The bank revealed it had granted 20,523 mortgage and unsecured payment deferrals, with 92 per cent resuming repayments, with one per cent of the balances now in arrears.
In a statement, Co-op said: “It is clear that the Covid-19 pandemic has had a significant impact on the group and may continue to present further risks and challenges in both the short and medium term.”
However, the bank said it anticipates a return to profitability in 2021, with growth in retail mortgages helping to turnaround fortunes.

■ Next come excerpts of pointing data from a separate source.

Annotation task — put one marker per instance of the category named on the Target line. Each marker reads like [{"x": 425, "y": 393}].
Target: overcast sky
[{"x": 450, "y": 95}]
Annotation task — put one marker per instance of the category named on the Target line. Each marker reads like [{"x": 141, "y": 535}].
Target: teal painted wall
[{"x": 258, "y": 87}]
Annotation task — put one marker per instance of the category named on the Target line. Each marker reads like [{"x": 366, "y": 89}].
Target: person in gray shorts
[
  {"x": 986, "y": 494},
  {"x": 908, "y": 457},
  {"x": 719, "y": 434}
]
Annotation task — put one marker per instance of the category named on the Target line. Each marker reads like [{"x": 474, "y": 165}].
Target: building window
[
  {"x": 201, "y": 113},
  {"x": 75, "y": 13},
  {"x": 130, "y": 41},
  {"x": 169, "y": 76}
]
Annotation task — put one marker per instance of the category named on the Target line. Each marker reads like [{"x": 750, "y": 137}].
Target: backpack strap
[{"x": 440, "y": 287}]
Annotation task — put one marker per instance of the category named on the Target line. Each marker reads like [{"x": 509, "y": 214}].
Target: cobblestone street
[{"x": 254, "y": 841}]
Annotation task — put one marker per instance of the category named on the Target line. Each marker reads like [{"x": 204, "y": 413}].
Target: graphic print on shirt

Nick Slape, chief executive, said: “Our priority has been to provide customers with the support and reassurance they have needed during this period and to navigate a challenging retail banking market and uncertain economic conditions.
“The performance in mortgages and the continued growth of our SME franchise has been particularly pleasing, with net residential lending up five per cent at improved margins and our SME business going from strength to strength.
“As we face into continued difficult times for many people and businesses, we remain committed to providing the support required as well as continuing to make a positive impact on the environment and the world around us.”